Core outcomes in neonatology: working with patients, parents and clinicians to reduce research waste

Article type
Authors
Webbe J1, Wills-Eve B2, Modi N1, Gale C1
1Imperial College London
2Former Neonatal Patient
Abstract
Background:
Worldwide, 1 in 10 newborn babies needs admission to a neonatal unit. Neonatal research typically involves different outcomes using measures at a variety of time points. This can impede meta-analysis and is wasteful; for example, over 50% of recent neonatal Cochrane Reviews are inconclusive. Additionally, researchers select outcomes but patients and parents may have different priorities.

Objectives:
To develop a neonatal core outcomes set with broad stakeholder input.

Methods:
We formed a steering group with representatives from parents, former patients, healthcare professionals and researchers.
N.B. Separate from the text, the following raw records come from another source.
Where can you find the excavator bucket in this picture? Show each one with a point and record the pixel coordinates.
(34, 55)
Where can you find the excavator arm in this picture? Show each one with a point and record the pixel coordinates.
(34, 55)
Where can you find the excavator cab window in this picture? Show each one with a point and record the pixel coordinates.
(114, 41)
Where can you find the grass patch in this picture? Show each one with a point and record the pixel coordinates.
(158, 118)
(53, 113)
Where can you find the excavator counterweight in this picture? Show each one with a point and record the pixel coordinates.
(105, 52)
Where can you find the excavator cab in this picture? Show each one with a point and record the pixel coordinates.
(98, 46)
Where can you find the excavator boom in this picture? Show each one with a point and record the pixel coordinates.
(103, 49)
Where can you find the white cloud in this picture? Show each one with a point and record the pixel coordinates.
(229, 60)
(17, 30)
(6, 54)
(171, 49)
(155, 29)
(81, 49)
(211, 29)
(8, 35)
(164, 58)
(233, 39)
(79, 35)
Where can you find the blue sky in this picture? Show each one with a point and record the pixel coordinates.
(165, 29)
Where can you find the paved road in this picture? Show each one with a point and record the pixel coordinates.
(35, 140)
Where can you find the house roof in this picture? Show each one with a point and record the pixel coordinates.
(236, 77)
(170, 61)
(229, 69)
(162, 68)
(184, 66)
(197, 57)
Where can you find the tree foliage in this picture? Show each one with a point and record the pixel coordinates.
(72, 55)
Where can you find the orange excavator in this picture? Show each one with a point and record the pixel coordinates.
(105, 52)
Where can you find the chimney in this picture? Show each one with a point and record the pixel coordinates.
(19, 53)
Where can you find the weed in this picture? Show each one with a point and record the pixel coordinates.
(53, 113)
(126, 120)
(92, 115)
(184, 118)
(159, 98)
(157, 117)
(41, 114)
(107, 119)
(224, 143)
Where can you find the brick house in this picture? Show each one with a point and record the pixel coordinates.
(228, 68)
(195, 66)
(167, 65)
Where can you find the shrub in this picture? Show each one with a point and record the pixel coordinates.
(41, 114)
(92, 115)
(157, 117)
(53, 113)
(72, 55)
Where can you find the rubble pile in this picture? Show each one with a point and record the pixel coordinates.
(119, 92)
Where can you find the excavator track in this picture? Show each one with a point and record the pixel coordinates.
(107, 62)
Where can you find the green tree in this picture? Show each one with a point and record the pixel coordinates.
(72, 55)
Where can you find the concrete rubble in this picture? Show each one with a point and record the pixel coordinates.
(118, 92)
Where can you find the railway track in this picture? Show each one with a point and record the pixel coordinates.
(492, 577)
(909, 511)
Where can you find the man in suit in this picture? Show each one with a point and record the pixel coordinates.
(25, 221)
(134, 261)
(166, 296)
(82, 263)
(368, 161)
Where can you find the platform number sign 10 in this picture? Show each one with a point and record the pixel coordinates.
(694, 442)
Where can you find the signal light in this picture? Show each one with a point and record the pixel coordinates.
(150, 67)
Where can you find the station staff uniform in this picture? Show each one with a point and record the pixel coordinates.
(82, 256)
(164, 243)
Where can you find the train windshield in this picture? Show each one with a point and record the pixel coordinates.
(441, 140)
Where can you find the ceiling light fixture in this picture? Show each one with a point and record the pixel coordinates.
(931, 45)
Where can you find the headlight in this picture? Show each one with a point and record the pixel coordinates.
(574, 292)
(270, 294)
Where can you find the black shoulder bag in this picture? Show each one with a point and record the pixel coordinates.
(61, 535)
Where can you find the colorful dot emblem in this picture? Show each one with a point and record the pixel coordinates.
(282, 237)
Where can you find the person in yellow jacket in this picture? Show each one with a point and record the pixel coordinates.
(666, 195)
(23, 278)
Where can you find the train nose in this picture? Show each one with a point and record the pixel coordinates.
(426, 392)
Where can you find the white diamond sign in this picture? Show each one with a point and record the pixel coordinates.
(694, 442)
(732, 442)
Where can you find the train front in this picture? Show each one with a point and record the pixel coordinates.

We systematically reviewed outcomes reported in neonatal trials and identified those of importance to all stakeholders through a systematic review of qualitative studies. We entered the identified outcomes into a three-round international eDelphi survey. We recruited stakeholders online with a minimum target of 120 participants. We prospectively registered the project with COMET and published the protocol.

Results:
We identified 104 outcomes; 413 people registered to participate in the Delphi process (250 parents/former patients; 54 nurses/allied healthcare professionals; 78 doctors; 31 neonatal researchers) from 25 countries and 6 continents. After three Delphi rounds 16 outcomes reached pre-specified criteria for inclusion in the core outcomes set (survival, sepsis, necrotising enterocolitis, brain injury on imaging, retinopathy of prematurity, general gross motor ability, general cognitive ability, visual impairment, pain, quality of life, hearing impairment, seizures, medical errors, surgery).

Conclusions:
The core outcome set for neonatology will assist in standardising outcomes and selecting those relevant to groups most affected by neonatal care. Future work will clarify how outcomes should be measured. This will facilitate systematic reviews and meta-analyses and help translate research into improvements in care.

Patient or healthcare consumer involvement:
Former patients, parents and Bliss (the national UK charity for babies born sick or early) were involved in developing this research from the outset. Parents and patients are on the project steering committee, determined the scope of the project and participated in the study eDelphi process and final consensus meeting.